I assure him that I'll be fine, that's all I wanted to know. I somehow got the times wrong, I was expecting the installer between 9:00 and 11:00.
I wait until 12:00, 12:15, still no installer.
I call Telus again, they're having a problem with their phone lines, they give me a number to call for internet assistance.
Promising.
I call the internet number and wait, again, after talking through their automated voice message machine, another 15 minutes to speak to a human.
I ask about the installer. Where could he be? Hopefully he hasn't been hurt, should I call 911? The agent puts me on hold for another 5 minutes. She comes back. She too wants to talk about my package from Telus, do I want to set up the package with her? I tell her no, I just want to confirm that an installer is coming out....hold again....back...yes, an installer should be coming out, there's an appointment booked....Is he coming out I ask her again, but she wants to talk about splitters and setting up my new modem....I ask the uncomfortable question again, is there an installer coming out, if so when, if not, why was I told there would be?
Hold again.
And it dawns on me, I've switched companies, but I've really just moved the same shit into a different pile.

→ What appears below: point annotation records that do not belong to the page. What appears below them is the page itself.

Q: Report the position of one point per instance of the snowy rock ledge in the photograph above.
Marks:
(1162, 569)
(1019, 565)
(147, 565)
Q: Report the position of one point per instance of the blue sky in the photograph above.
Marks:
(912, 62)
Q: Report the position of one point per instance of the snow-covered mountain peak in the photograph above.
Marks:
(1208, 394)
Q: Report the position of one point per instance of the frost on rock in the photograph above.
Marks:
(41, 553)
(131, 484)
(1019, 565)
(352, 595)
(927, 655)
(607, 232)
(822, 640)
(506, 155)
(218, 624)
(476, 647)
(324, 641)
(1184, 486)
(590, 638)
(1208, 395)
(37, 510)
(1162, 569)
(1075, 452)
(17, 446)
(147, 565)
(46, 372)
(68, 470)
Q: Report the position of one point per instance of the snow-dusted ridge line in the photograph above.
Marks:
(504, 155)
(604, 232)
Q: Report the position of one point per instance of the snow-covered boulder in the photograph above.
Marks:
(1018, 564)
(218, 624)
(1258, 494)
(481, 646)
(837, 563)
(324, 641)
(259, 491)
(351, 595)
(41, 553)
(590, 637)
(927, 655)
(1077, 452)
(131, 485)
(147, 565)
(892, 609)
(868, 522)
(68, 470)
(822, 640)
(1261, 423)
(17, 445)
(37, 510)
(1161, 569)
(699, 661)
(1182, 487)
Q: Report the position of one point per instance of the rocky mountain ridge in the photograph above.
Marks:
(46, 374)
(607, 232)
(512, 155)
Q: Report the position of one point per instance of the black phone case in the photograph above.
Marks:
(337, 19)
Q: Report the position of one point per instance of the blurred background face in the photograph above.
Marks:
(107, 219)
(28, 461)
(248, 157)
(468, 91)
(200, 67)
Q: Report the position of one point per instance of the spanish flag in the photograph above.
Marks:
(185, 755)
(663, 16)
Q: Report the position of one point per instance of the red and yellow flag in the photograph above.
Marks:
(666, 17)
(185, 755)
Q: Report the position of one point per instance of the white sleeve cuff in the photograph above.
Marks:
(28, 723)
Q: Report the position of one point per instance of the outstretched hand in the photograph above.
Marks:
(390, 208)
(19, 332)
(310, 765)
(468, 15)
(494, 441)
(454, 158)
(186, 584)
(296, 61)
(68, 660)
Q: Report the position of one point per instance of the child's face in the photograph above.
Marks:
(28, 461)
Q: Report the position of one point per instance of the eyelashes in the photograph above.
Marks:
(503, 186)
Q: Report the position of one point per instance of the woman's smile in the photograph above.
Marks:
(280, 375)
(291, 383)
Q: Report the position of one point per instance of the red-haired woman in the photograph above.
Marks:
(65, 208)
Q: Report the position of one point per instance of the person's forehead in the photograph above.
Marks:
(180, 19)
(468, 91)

When she comes back she informs me that no installer will be coming out.
I wonder how I got so confused. I confirm the appointment, yes, it's there, but no installer will be showing up.
I set it up myself. It's easy enough, there was a splitter in the package, as well as cable and all sorts of noise filters and Ethernet accessories. And the internet works fine, as good as Shaw's, certainly, and I'm on the bottom package of Telus and was previously on the Top package at Shaw and so far have noticed no difference whatsoever in speed. And as an added advantage, the Telus modem has a wireless router built in, so no messy cables or additional fiddling with connections, so, despite themselves, their incompetent customer service, inordinate wait times and their no-show installers I'm happy.